Math, asked by shivam09819, 10 months ago

x is equal to 9 minus 4 under root 5 find the value of x square + 1 upon x square​

Answers

Answered by KnowMore
4

Given that x=9-4√5

So,

\frac{1}{x} = \frac{1}{9 - 4 \sqrt{5} }

To make this easier, let us rationalize the denominator.
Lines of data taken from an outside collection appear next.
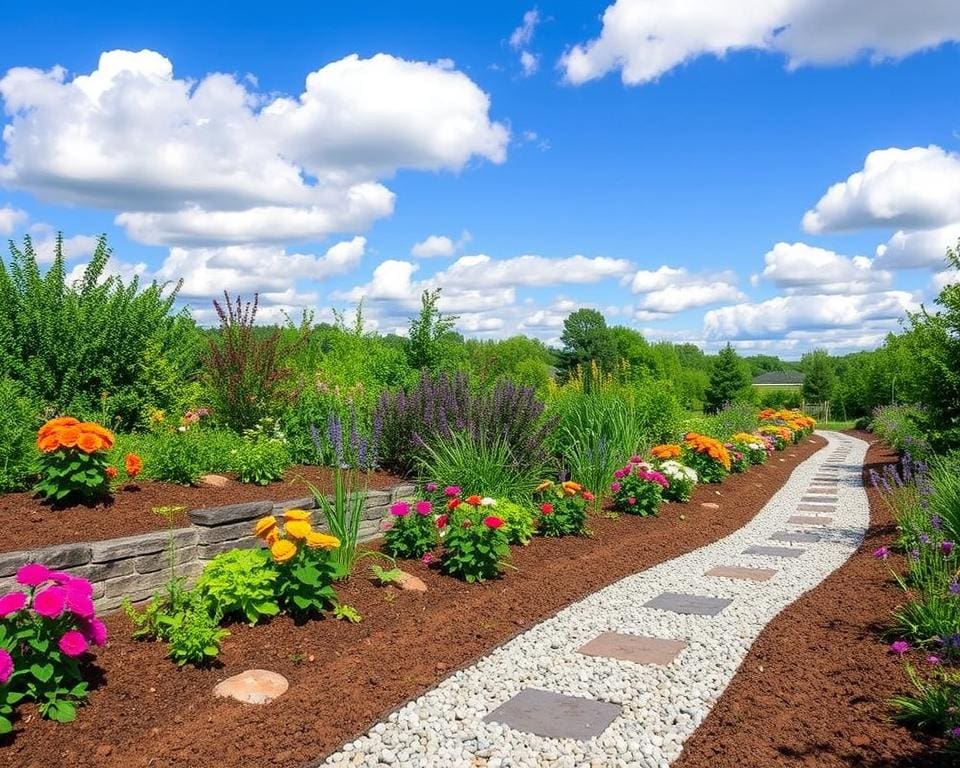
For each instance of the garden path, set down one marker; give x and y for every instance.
(623, 677)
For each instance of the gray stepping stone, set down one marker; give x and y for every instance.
(555, 715)
(816, 508)
(795, 538)
(690, 605)
(774, 551)
(635, 648)
(809, 520)
(738, 572)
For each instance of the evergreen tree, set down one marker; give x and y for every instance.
(729, 380)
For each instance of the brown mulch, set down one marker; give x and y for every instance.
(814, 688)
(344, 677)
(28, 523)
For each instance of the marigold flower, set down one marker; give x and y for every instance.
(264, 526)
(282, 550)
(298, 529)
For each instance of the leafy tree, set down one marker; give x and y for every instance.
(587, 339)
(729, 380)
(819, 376)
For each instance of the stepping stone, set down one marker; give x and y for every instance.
(689, 605)
(774, 551)
(809, 520)
(738, 572)
(555, 715)
(816, 508)
(795, 538)
(635, 648)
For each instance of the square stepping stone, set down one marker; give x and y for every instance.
(738, 572)
(795, 538)
(555, 715)
(689, 605)
(809, 520)
(635, 648)
(774, 551)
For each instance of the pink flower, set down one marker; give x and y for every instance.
(50, 602)
(11, 603)
(6, 666)
(73, 643)
(400, 509)
(33, 574)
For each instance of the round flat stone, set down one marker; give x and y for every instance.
(255, 686)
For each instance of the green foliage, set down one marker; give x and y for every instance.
(729, 380)
(19, 421)
(240, 583)
(78, 347)
(474, 547)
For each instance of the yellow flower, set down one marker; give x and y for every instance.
(322, 540)
(298, 529)
(282, 550)
(264, 525)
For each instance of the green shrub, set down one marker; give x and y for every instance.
(240, 583)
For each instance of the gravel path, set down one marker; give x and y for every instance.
(661, 646)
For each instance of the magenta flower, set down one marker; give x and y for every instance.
(6, 666)
(899, 647)
(73, 643)
(11, 603)
(50, 602)
(400, 509)
(33, 575)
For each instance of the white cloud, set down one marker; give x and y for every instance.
(783, 314)
(10, 219)
(916, 188)
(646, 38)
(801, 268)
(923, 248)
(246, 269)
(213, 161)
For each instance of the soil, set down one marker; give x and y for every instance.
(28, 523)
(343, 677)
(814, 688)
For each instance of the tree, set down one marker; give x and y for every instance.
(586, 338)
(729, 380)
(819, 378)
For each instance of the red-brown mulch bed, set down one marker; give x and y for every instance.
(344, 677)
(814, 688)
(28, 523)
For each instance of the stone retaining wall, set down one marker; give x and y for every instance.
(136, 566)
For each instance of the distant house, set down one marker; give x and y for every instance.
(779, 380)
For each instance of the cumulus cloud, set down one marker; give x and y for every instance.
(669, 290)
(801, 268)
(916, 188)
(10, 219)
(214, 161)
(647, 38)
(814, 313)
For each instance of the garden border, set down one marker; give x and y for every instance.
(136, 566)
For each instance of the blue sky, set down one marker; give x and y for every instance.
(649, 158)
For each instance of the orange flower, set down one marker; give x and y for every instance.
(89, 442)
(133, 464)
(282, 550)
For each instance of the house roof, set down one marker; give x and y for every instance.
(782, 378)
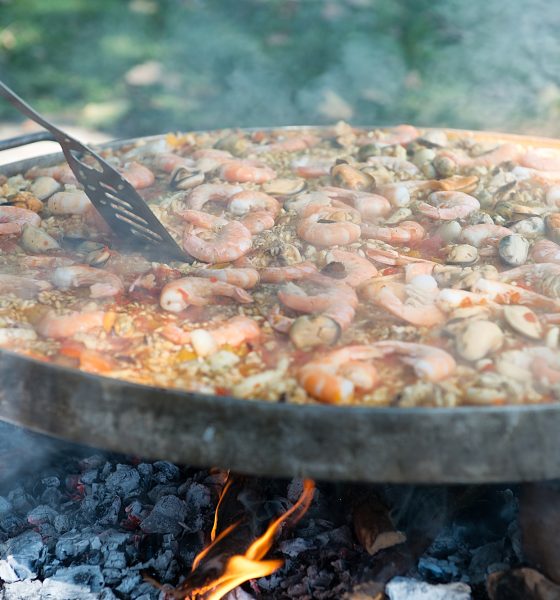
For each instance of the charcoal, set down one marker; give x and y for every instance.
(402, 588)
(166, 516)
(21, 557)
(125, 481)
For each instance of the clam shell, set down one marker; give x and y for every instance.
(523, 320)
(462, 254)
(284, 186)
(514, 249)
(478, 339)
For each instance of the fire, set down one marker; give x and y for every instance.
(240, 568)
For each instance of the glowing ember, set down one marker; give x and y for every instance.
(240, 568)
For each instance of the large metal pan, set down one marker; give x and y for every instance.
(433, 445)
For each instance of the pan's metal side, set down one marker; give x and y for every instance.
(356, 444)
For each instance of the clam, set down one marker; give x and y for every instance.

\frac{1}{x} = \frac{1}{(9 - 4 \sqrt{5}) } \times \frac{(9 + 4 \sqrt{5} )}{(9 + 4 \sqrt{5} )}

[(a+b) (a-b)=a²-b²]

\frac{1}{x} = \frac{9 + 4 \sqrt{5} }{9 {}^{2} - (4 \sqrt{5} ) {}^{2} }

\frac{1}{x} = \frac{9 + 4 \sqrt{5} }{81 - (16 \times 5 )}

\frac{1}{x} = \frac{9 + 4 \sqrt{5} }{81 - 80}

\frac{1}{x} = \frac{9 + 4 \sqrt{5} }{1}

\frac{1}{x} = 9 + 4 \sqrt{5}

So,

x {}^{2} + \frac{1}{ {x}^{2} } = (9 - 4 \sqrt{5} ) {}^{2} + (9 + 4 \sqrt{5}) {}^{2}

For (9-4√5)² use [ (a-b)²=a²+b²-2ab ]

For (9+4√5)² use [ (a+b)²=a²+b²+2ab ]

So,

(9 {}^{2} +(4 \sqrt{5} ) {}^{2} - 2 \times 9 \times 4 \sqrt{5} ) + (9 {}^{2} + (4 \sqrt{5} ) {}^{2} + 2 \times 9 \times 4 \sqrt{5} )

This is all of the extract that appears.